Dr. Appel is a Professor of Medicine at the Johns Hopkins University School
of Medicine. He holds adjunct appointments in the Departments of Epidemiology
and International Health (Human Nutrition Division) at the Johns Hopkins Bloomberg
School of Public Health. His academic home is the Welch Center for Prevention,
Epidemiology, and Clinical Research.
The focus of Dr. Appel's career is the conduct of clinical research pertaining
to the prevention of hypertension, cardiovascular disease, and kidney disease
through both pharmacologic and nonpharmacologic approaches, typically nutrition
based. He has been Principal Investigator of several studies, many of which have
influenced healthcare policy. These studies include randomized feeding studies
(e.g., the Dietary Approaches to Stop Hypertension (DASH) and the DASH-Sodium
trials) and behavioral intervention studies (e.g., the PREMIER trial
of comprehensive lifestyle modification). Ongoing research includes two prospective
observational studies (the Chronic Renal Insufficiency Cohort (CRIC) Study
and the African-American Study of Kidney Disease and Hypertension (AASK)

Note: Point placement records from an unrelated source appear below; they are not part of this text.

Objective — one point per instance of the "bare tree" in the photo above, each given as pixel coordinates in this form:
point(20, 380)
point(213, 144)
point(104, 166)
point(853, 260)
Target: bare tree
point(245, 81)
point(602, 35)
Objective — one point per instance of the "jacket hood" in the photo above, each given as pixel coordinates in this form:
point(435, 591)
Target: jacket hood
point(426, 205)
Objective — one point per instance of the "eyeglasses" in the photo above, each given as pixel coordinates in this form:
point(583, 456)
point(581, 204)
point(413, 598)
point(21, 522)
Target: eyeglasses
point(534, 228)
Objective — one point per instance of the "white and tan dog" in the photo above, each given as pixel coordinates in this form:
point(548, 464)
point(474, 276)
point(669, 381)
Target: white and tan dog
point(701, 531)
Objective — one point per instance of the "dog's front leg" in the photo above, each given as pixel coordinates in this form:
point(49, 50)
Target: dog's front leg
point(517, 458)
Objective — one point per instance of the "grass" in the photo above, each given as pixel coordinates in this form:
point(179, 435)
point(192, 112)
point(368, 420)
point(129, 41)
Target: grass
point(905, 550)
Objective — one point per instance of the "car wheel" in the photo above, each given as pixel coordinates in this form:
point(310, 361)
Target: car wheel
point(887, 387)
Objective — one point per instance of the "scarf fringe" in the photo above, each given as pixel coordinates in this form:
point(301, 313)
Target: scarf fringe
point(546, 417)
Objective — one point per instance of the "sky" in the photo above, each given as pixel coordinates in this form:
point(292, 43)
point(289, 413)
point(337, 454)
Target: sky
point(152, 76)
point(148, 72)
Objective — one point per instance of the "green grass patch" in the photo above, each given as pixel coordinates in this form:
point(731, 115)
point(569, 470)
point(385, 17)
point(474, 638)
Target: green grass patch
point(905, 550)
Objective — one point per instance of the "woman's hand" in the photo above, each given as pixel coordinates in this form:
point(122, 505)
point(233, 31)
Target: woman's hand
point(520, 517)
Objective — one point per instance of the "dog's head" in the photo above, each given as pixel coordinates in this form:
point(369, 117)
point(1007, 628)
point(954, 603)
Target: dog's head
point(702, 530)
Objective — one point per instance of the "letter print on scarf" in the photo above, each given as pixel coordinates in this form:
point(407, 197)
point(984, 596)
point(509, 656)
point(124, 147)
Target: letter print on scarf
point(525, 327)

Cohort Study) and two clinical trials (the Omni Heart feeding trial,
which tests the effects of different macronutrients on cardiovascular risk factors,
and the Weight Loss Maintenance trial, which tests different strategies
to maintain weight loss). To date, he has published more than 100 articles.
Dr. Appel has been actively involved in policymaking committees, including the
Nutrition Committee of the American Heart Association (AHA) and several committees
of the IOM. The latter include the Committee on Evaluating Coverage of Nutrition
Services for the Medicare Population, Committee on Evaluation of the Evolving
Science in Dietary Supplements, and Committee on Dietary Reference Intakes for
Electrolytes and Water, which he chairs. In addition to conducting clinical research,
Dr. Appel directs a class on clinical trials, teaches research methods in journal
clubs and other settings, and has mentored numerous faculty members, postdoctoral
Fellows, and graduate students. He also is a practicing internist.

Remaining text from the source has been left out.